Da una parte, la utilizzano per erigere un'identificazione narcisistica con l'oggetto d'amore.

Dall'altra parte possono re-investirli in impulsi sadici operanti nel Super-Io che attacca l'identificazione dell'oggetto d'amore nell'Io per mezzo dei severi rimproveri.

Infine, il sadismo prevale e gli investimenti libidici delle rappresentazioni dell'oggetto nell'Io vengono tralasciati.

Questa è la seconda perdita, la perdita intrapersonale, ossia la perdita della libido nell'Io.

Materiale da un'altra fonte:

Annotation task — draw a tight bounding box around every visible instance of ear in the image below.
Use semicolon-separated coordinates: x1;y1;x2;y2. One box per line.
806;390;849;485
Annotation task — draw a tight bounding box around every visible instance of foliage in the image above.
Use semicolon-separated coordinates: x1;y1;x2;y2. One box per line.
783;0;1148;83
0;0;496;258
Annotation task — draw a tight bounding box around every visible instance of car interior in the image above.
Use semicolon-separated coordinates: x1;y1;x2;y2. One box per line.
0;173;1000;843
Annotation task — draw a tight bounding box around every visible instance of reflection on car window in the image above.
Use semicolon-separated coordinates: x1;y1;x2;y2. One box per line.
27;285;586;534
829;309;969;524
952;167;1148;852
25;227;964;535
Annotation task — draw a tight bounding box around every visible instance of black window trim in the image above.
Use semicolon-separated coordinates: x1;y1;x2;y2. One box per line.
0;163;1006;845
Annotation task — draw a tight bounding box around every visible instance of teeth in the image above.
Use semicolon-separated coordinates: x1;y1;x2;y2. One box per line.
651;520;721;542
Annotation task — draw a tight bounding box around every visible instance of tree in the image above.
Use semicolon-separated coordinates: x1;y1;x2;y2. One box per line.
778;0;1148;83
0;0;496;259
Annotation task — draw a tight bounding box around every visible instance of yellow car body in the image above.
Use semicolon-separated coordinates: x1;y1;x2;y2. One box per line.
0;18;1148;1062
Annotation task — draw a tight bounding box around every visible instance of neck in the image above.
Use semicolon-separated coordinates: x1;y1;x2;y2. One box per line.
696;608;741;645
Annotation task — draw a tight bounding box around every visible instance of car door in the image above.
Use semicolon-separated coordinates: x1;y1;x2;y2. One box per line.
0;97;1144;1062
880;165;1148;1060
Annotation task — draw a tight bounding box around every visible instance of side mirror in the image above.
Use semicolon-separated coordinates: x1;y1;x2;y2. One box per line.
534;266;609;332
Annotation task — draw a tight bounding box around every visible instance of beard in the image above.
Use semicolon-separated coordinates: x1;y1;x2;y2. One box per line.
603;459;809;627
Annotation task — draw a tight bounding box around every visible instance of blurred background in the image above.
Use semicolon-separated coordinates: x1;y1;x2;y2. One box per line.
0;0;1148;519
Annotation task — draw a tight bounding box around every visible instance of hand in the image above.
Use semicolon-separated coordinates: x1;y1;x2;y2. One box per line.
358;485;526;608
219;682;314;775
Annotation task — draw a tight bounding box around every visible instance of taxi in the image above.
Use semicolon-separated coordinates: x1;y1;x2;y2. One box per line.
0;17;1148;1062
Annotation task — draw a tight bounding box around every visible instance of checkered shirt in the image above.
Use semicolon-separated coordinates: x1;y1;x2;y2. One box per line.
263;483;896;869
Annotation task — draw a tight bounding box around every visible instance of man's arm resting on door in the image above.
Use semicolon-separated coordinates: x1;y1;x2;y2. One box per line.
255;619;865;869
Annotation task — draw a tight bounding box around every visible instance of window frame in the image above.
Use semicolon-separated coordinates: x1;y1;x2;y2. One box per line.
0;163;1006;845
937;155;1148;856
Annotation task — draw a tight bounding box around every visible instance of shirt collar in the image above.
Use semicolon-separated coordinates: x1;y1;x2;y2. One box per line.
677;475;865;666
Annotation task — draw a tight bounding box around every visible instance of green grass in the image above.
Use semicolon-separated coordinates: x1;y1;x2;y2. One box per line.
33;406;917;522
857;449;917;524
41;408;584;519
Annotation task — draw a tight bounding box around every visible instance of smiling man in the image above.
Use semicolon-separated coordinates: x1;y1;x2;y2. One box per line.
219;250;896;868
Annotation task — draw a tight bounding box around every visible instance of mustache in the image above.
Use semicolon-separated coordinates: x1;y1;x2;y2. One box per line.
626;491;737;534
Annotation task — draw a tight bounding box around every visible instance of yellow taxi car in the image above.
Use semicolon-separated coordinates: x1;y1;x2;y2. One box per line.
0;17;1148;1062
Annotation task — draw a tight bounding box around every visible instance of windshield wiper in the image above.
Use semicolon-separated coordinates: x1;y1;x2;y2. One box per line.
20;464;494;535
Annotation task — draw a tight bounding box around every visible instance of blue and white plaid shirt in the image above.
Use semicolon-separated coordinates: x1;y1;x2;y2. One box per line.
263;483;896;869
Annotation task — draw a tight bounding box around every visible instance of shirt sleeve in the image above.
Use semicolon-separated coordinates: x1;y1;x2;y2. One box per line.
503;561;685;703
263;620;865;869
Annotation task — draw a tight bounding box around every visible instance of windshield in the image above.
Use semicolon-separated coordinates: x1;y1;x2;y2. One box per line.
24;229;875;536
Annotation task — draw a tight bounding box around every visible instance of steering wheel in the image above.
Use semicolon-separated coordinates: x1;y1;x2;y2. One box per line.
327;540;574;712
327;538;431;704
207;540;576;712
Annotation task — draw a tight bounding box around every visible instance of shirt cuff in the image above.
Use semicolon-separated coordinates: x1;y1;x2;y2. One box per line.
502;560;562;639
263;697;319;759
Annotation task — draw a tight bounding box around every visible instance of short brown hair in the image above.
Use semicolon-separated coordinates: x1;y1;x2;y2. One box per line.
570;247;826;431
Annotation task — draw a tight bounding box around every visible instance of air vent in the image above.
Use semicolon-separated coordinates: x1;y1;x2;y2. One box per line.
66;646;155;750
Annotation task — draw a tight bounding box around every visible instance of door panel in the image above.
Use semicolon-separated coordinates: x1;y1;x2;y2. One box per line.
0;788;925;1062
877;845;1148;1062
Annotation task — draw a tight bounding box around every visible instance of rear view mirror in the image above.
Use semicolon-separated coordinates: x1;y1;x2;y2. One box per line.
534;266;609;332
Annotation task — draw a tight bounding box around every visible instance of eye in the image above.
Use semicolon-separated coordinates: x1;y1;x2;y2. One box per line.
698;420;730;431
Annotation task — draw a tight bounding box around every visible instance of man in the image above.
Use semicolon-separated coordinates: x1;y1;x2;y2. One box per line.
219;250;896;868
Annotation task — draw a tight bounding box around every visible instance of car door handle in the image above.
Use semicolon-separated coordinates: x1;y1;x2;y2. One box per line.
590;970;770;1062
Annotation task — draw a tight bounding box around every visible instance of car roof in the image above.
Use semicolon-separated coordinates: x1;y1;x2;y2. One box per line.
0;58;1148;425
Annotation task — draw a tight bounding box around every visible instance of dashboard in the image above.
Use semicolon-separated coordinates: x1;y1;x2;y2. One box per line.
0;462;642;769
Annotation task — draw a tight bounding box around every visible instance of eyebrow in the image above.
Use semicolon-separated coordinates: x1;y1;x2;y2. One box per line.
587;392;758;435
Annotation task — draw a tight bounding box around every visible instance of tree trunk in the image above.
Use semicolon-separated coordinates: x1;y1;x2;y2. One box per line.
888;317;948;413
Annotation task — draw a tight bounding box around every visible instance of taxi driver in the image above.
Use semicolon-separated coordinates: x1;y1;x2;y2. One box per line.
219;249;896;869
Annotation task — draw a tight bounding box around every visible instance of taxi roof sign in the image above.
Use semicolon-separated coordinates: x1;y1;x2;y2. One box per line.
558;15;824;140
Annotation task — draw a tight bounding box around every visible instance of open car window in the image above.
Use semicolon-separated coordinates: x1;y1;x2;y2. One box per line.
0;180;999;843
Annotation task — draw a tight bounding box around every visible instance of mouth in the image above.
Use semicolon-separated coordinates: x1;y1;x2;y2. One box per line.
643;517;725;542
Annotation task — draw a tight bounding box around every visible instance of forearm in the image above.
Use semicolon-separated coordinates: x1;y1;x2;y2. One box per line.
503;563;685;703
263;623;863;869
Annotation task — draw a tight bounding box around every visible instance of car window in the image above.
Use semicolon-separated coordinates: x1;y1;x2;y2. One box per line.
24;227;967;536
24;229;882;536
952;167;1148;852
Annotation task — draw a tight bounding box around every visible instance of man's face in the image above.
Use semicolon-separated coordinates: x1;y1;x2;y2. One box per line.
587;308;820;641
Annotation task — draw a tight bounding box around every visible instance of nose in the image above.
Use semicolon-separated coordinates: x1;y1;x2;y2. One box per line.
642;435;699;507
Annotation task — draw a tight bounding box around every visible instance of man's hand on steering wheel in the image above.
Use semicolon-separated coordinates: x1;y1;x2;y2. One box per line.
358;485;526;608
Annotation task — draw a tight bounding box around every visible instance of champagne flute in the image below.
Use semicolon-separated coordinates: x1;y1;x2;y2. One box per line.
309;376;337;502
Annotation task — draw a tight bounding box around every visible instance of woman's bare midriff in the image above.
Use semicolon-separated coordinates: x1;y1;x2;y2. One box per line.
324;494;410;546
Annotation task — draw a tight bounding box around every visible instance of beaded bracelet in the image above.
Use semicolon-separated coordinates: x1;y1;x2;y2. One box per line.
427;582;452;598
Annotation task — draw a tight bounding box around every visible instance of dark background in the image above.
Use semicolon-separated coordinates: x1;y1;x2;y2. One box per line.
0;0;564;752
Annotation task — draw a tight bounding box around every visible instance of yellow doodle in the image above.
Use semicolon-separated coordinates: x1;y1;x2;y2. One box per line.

Questi aspetti differenti dei processi che danno vita alla perdita intrapersonale devono essere compresi ed inquadrati a partire dalla teoria freudiana sui meccanismi di identificazione.

Nella visione freudiana, l'individuazione occorre sempre in relazione all'oggetto d'amore.

In termini Lacaniani, le persone si identificano con qualcosa – un significante – perchè dà loro un posto nel desiderio dell'altro amato.

Freud distingueva tra due tipi di identificazione: identificazione isterica, che è quella più comune, è un'identificazione con il possessore dell'oggetto d'amore.

In altre parole, per avere successo nella competizione per il desiderio dell'amore dell'altro, si identifica con qualcuno che ha già dimostrato di avere successo.

Questo è il meccanismo di base dell'epidemia isterica. Prendiamo l'esempio di una scuola dove tutti gli alunni sono improvvisamente affetti da dolori allo stomaco.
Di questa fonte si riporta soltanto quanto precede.